Is Box data storage really unlimited?

There is no limit to the amount of data you can store in Box. If you upload more than 1TB per month full upload speeds are not guaranteed, but we do not expect there to be a significant impact on speeds.

When will Box be made available?

Box is currently being tested at Imperial. It will be made available across the College in December. You will receive a notification when your account is ready.

What operating systems and devices are supported by Box?

The Box web interface can be accessed through all online-enabled devices, including smartphones, tablets and laptops, irrespective of the operating system. Desktop clients are available for Windows and Mac, mobile apps for Android, Apple, Blackberry and Windows. Linux users can mount Box storage via WebDAV (see How to mount Box.com cloud storage on Linux). The College is working with Box to improve Linux support.

Does Box require a separate username and password?

You will be able to log in to Box with your College username and password.

Where does Box store data?

Box data centres are geographically dispersed, so the solution may not be suitable for data that for legal reasons cannot leave the EU. Box is Safe Harbor certified. If you have specific requirements for data security, please contact ICT.

I already use Box. What should I do?

If you are already using Box your account can be rolled into the College Box subscription, giving you unlimited storage free of charge. To allow us to identify your account, please make sure to add your College email address to your Box profile.

I use another external service to store my data. What should I do?

We recommend that you migrate to Box as the service offers unlimited, backed-up storage at no cost to you. If you use Box to collaborate with a group, the data is retained even when colleagues who originally created it leave the College. The College is working with Box to make new features available to help you manage your data.

Publication

What is a data access statement?

All research publications produced by Imperial authors must include a statement on how the underlying data can be accessed (a ‘data access statement’). This is in line with RCUK and individual funder policies. The College provides guidance and templates for data access statements.

Where can I publish my data?

The most straightforward way to make data available is to deposit it in a public repository (also known as an archive or data centre). In many cases, this will also meet the requirement to archive your data for the long term. Most data repositories will give you a Digital Object Identifier (DOI) for your dataset, enabling it to be cited and tracked like a regular publication. The College provides guidance on identifying a suitable data repository.

Does the College have a data repository or catalogue?

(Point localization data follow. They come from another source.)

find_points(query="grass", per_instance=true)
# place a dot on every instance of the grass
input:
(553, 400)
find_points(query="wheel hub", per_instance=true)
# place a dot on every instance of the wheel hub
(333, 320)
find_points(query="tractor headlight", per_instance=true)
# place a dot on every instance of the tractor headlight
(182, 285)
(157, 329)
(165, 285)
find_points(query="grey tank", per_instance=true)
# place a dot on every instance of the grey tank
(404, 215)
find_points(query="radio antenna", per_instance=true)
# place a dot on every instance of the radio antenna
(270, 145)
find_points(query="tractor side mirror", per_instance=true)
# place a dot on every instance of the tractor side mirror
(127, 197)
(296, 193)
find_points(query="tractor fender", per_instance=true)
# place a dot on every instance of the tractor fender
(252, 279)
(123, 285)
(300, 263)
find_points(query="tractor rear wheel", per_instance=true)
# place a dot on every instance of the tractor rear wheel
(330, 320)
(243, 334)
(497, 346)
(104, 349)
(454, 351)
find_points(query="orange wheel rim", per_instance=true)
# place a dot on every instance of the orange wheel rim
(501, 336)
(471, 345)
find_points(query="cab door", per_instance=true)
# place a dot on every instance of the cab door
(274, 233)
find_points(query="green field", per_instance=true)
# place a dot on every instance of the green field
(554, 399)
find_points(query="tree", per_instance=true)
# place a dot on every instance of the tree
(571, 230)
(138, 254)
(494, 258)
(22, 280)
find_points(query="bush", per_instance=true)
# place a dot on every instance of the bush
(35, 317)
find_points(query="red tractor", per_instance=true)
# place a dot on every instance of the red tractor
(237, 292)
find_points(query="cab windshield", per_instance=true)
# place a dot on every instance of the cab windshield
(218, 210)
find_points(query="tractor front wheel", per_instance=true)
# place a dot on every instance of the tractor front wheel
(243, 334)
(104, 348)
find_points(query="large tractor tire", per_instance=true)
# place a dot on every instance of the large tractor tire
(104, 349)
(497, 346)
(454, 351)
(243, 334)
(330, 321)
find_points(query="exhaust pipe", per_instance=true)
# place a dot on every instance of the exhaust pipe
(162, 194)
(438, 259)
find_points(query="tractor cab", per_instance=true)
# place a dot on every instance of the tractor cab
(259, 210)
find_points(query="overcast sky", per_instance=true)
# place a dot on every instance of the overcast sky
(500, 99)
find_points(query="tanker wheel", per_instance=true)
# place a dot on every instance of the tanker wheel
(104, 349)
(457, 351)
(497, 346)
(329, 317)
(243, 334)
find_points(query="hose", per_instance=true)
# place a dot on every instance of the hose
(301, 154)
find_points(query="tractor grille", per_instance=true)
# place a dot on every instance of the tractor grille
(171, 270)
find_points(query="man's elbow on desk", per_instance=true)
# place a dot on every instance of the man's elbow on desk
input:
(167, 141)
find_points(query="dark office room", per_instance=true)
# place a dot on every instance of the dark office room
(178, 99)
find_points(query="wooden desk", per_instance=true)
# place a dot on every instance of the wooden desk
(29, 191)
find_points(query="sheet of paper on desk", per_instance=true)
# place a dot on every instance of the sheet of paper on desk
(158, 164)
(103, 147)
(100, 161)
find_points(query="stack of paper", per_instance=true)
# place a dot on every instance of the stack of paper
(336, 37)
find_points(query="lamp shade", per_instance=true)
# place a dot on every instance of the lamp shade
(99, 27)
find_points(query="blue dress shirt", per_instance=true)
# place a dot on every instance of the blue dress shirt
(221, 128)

There are currently no plans for the College to develop its own data repository; instead we recommend suitable external solutions. Spiral, the College’s open access repository, is currently being enhanced to act as a data catalogue: while it won’t hold the data, it will point to the repository where data is stored. Adding information about your datasets and software to your Symplectic profile ensures that your outputs will be featured when the Spiral upgrade work will be finished in late autumn 2015.

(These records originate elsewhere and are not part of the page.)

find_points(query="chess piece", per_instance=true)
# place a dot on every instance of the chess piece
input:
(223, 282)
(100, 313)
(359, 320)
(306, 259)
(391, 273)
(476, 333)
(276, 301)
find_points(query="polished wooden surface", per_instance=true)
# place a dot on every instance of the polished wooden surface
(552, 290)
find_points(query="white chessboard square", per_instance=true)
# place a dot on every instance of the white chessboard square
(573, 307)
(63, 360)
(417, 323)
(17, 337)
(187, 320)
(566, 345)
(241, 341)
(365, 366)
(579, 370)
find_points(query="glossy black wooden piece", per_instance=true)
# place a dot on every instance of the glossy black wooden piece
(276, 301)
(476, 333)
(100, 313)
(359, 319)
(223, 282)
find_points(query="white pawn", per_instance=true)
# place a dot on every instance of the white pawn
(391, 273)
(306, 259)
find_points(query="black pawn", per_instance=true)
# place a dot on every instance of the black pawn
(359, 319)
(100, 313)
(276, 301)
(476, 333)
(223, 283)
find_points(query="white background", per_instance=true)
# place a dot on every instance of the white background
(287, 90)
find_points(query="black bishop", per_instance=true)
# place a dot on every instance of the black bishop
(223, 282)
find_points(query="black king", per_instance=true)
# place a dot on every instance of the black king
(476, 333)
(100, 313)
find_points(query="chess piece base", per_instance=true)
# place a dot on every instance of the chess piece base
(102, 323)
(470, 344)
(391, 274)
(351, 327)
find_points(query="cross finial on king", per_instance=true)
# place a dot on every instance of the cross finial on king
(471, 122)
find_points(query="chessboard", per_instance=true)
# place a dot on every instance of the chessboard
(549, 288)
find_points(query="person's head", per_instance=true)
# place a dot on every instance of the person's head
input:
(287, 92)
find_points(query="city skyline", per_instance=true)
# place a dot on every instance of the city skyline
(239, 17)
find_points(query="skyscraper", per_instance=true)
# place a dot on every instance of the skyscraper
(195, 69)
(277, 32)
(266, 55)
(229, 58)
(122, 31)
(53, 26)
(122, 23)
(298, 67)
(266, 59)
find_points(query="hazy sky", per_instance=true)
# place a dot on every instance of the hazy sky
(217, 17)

Do I have to publish all my data?

Funders require that all data required to validate published research has to be made public. This is usually only a subset of the data created by a project, and funders accept that academics will evaluate this in line with disciplinary practice. Funders, and the College, also recognise that not all data can be made publicly available, for example where patient or other sensitive data is concerned or where data cannot be shared for legal reasons.

When should I publish my data?

Data should be made available when the research that it supports is published. In some cases it may be necessary to embargo the data for a reasonable period, for example when other outputs based on the data have not yet been published. The College recognises the PI’s entitlement to be the first to publish based on data they have generated. If the PI will not be able to publish their findings by the funder’s deadline for data sharing, the PI should request an extension of the embargo period from the funder.